There were 3 major limitations inherent in this process:

(a) calculating median values for open ended ranges;
and the related problems of
(b) the change of income range between personal and household or family incomes; and
(c) the introduction of sampling error.

1. Median Values for open-ended ranges.

To determine a median value it is necessary to identify the range in which the median lies and then to estimate where within the range the median would be. A problem arises when the median lies within a range which does not have two specified finite end points. After some analysis it was recommended to retain the default value (ie. \$2,000 in the case of HIND and FINF) and indicate, as a table note, that when this value appears in the table the true median income is some value in the range \$2000 or more. (See Footnote (b) below)

2. Change in Income Ranges

The income ranges collected from persons are not the same as the income ranges used for the household and family units. Error is inherent in the calculation of the household and family income ranges due to the imputation of the person level income values. However, since the imputation process did not take into account the change in the income ranges, additional error is introduced due to these changes.
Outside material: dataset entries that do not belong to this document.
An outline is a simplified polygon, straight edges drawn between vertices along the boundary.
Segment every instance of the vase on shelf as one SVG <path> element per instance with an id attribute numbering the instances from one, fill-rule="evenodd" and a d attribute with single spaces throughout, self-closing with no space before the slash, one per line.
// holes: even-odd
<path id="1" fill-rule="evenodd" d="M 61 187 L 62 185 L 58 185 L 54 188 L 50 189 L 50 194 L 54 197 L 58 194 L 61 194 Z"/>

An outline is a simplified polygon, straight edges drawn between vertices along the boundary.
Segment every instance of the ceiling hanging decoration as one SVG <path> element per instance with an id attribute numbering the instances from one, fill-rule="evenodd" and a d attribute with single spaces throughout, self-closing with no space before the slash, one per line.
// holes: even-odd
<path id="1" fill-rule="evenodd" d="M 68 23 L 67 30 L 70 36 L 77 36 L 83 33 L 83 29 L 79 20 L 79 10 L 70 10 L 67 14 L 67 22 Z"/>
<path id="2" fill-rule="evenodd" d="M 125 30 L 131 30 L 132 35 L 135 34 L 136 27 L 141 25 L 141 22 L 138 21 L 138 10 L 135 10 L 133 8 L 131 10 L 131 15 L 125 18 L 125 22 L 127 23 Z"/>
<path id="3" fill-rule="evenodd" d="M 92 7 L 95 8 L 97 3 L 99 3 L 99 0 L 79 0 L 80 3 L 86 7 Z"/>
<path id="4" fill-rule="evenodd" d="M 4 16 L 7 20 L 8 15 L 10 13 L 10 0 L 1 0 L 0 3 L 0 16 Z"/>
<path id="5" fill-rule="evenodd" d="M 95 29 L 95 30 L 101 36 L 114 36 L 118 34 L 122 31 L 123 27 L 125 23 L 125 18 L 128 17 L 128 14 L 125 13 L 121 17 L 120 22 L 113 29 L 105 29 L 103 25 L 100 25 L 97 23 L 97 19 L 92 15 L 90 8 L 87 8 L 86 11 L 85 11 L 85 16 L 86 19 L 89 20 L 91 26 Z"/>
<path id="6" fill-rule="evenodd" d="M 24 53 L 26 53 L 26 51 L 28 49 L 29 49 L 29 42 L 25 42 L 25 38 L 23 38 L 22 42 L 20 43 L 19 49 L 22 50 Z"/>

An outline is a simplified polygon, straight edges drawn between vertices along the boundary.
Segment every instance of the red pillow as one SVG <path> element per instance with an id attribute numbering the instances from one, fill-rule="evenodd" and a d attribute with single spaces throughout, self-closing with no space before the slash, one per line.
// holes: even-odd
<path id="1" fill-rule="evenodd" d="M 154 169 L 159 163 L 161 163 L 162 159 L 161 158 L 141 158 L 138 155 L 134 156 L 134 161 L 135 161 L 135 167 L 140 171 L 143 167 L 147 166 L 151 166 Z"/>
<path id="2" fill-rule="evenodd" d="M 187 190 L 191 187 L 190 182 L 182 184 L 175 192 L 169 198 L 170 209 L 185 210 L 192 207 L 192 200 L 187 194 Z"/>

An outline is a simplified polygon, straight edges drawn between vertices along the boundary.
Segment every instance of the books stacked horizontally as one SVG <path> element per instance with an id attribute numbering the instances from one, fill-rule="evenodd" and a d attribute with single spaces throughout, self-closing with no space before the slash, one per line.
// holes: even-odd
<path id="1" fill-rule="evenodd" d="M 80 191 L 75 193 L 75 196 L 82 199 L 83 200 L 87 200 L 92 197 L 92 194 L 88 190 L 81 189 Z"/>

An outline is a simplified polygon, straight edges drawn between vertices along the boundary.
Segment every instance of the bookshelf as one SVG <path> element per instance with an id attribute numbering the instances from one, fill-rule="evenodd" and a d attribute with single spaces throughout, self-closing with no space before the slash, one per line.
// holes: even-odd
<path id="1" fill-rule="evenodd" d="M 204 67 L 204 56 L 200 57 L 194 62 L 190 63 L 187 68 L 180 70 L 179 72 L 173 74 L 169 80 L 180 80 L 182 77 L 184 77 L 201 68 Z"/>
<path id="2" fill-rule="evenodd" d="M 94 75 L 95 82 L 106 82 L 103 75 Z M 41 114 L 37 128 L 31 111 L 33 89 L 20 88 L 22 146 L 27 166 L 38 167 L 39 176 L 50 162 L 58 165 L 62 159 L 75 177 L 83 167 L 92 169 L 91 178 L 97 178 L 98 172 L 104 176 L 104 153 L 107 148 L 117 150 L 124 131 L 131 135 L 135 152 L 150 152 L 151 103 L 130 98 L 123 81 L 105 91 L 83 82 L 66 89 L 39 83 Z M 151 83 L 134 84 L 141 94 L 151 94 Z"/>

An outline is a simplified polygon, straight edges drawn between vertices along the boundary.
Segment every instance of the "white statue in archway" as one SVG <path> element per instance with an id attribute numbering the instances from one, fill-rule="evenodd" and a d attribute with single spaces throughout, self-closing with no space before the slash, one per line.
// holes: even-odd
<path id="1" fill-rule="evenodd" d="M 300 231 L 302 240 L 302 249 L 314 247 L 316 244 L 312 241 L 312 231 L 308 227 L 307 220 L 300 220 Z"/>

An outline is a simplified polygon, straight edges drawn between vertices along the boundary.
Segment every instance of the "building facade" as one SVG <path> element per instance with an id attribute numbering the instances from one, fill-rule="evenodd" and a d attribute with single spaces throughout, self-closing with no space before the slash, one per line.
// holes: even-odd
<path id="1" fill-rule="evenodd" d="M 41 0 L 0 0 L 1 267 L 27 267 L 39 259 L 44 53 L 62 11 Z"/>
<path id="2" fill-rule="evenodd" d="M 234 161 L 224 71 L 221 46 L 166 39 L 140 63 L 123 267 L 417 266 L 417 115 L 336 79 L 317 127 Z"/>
For this census, it was agreed to continue with the different income ranges, given the apparent difficulty of incorporating any complex changes into Supercross. Moreover, this would be consistent with the process used in the last census. The following paragraph was supplied to Census as an additional note for the family and household income tables to warn of the potential bias:

 (a) Due to operational limitations, the family (and household) income imputation methodology may result in an undercount of the number of families (and households) in the \$1500 - \$1999 range and a balancing overcount in the \$2000 range. No other income ranges are affected. This may also affect the median income estimate if the median falls in either of these ranges.
3. Introduction of Sampling Error

The mean income values from the SIHC used as the impute values are subject to sampling error, since SIHC is a sample survey. It would be appropriate to indicate that the household and family income ranges, and therefore any derivations based on these values such as median income values for these units, are subject to both sampling and non-sampling error.

Census agreed to include a suitable statement:
(b) The calculation of median income is based on imputations made from the Survey of Income and Housing Costs, and as such is subject to sampling error. This is particularly evident if the median falls in the highest income range, where the quoted median is a proxy only and should be regarded with caution.